Before opening an issue, make sure that you have a MWE (minimal working example) that reproduces the issue, and if possible, the equivalent code using `NNsight.LanguageModel`. If the NNsight MWE also fails, please open an issue on the [NNsight repository](https://github.com/ndif-team/nnsight/issues/). Also make sure that you can load the model with `AutoModelForCausalLM` from `transformers`.

## Known issues:
- You might encounter cryptic errors of the form `With block not found at line xyz`. In this case, restart your Notebook, and if it doesn't fix it delete your python cache e.g.  using 
```bash
find . -type d -name "__pycache__" -exec rm -rf {} + ; find . -name "*.pyc" -delete ; find . -name "*.pyo" -delete 
```

# Contributing
Contribution are welcome! If a functionality is missing, and you implemented it for your reasearch, please open a PR, so that people in the community can benefit from it. That include adding support for new models with custom renamings!

## Next steps
Here are some nice features that could be cool to have, and for which I'd be happy to accept PRs (ordered by most to least useful imo):
- [ ] Add helpers for getting gradients
- [ ] Add support for `vllm` when `NNsight` supports it
- [ ] Add helpers for `NNsight`'s cache as it returns raw tuple outputs instead of nice vectors.
- [ ] Add access to k/q/v
- [ ] Fix typing

## Development
- Install the development environment with `make dev` or `uv sync --all-extras`. Add `uv pip install flash-attn --no-build-isolation` to support models like `Phi` that require `flash-attn`.
You might encounter the error `with block not found at line xyz` when running the tests.
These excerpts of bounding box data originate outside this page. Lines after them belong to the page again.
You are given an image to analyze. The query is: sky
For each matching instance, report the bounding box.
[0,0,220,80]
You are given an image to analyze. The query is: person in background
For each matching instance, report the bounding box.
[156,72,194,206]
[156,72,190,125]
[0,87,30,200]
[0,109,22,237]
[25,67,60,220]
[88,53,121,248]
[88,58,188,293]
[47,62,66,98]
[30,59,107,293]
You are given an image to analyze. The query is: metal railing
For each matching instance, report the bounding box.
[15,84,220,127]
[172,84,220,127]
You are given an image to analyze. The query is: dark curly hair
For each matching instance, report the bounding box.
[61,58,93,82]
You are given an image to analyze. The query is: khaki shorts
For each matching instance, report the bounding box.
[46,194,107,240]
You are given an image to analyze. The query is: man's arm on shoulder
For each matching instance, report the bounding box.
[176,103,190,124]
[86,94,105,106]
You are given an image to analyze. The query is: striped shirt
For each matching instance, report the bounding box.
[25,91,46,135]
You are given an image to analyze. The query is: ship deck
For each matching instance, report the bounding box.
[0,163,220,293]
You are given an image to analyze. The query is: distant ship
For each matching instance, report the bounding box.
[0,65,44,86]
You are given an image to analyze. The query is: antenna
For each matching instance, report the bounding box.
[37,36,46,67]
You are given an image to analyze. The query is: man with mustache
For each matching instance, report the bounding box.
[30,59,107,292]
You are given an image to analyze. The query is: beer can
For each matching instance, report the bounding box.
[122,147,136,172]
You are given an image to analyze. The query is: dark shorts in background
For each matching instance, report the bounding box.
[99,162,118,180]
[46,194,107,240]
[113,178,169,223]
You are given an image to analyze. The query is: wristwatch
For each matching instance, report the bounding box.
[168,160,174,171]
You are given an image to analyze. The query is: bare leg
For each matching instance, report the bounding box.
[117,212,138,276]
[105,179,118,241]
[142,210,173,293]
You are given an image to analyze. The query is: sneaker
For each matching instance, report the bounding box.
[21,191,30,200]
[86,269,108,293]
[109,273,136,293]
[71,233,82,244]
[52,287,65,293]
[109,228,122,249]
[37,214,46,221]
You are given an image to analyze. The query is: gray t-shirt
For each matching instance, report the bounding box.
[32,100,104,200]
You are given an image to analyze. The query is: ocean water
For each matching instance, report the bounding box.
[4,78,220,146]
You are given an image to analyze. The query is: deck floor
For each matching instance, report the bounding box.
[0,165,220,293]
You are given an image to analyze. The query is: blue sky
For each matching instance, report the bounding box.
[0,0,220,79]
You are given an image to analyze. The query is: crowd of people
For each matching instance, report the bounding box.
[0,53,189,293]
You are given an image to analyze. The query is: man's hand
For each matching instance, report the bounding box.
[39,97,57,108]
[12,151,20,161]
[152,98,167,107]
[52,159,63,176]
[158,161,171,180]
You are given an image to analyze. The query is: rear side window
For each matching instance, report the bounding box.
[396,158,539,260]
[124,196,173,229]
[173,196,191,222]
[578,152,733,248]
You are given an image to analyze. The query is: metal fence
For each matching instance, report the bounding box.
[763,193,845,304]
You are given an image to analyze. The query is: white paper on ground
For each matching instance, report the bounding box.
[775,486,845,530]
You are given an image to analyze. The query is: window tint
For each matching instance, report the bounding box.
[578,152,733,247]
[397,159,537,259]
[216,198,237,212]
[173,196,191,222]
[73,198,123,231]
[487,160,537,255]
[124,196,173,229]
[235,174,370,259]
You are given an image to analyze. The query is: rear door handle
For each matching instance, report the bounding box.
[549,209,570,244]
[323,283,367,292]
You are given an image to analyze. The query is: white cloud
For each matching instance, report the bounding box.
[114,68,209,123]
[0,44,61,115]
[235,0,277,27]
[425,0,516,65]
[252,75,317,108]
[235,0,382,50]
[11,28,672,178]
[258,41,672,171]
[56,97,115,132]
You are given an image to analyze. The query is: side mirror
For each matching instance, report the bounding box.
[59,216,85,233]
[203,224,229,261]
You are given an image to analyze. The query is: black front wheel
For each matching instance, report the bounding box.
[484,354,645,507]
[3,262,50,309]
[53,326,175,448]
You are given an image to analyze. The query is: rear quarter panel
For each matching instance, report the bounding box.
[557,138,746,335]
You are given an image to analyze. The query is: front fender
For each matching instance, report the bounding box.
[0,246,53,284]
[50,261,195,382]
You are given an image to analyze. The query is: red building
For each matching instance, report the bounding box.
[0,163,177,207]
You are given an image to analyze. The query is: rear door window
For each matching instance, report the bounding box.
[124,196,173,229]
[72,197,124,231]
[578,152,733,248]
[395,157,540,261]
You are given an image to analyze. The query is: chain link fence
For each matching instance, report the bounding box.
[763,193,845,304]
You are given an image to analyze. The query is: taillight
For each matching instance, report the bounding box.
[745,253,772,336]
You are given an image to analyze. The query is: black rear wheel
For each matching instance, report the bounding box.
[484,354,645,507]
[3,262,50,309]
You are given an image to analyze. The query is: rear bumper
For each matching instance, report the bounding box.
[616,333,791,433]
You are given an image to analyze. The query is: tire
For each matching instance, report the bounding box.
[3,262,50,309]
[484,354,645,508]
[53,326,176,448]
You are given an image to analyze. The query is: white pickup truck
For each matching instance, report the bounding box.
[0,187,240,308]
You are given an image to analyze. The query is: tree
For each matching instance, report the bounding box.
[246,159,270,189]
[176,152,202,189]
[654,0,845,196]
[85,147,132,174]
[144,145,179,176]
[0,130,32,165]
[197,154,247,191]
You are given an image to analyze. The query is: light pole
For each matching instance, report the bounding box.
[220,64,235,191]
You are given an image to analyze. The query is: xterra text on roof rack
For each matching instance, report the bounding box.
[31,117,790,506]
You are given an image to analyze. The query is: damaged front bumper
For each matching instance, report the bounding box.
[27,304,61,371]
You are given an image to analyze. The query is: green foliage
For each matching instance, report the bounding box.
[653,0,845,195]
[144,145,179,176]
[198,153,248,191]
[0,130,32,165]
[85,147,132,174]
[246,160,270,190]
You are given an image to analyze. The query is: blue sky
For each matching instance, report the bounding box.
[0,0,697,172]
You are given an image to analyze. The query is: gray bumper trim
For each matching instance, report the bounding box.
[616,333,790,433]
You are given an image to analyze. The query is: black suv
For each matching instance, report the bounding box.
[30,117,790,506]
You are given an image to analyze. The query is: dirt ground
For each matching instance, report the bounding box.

In this case run `make clean` to remove the python cache and try again.
- Create a git tag with the version number `git tag vx.y.z; git push origin vx.y.z`
- Build with `python -m build`
- Publish with e.g. `twine upload dist/*x.y.z*`
- test with `pytest --cache-clear`. **cache-clear is mandatory for now otherwise `NNsight`'s source can break.** It might not be sufficient, in which case you can do `make clean` to remove Python cache.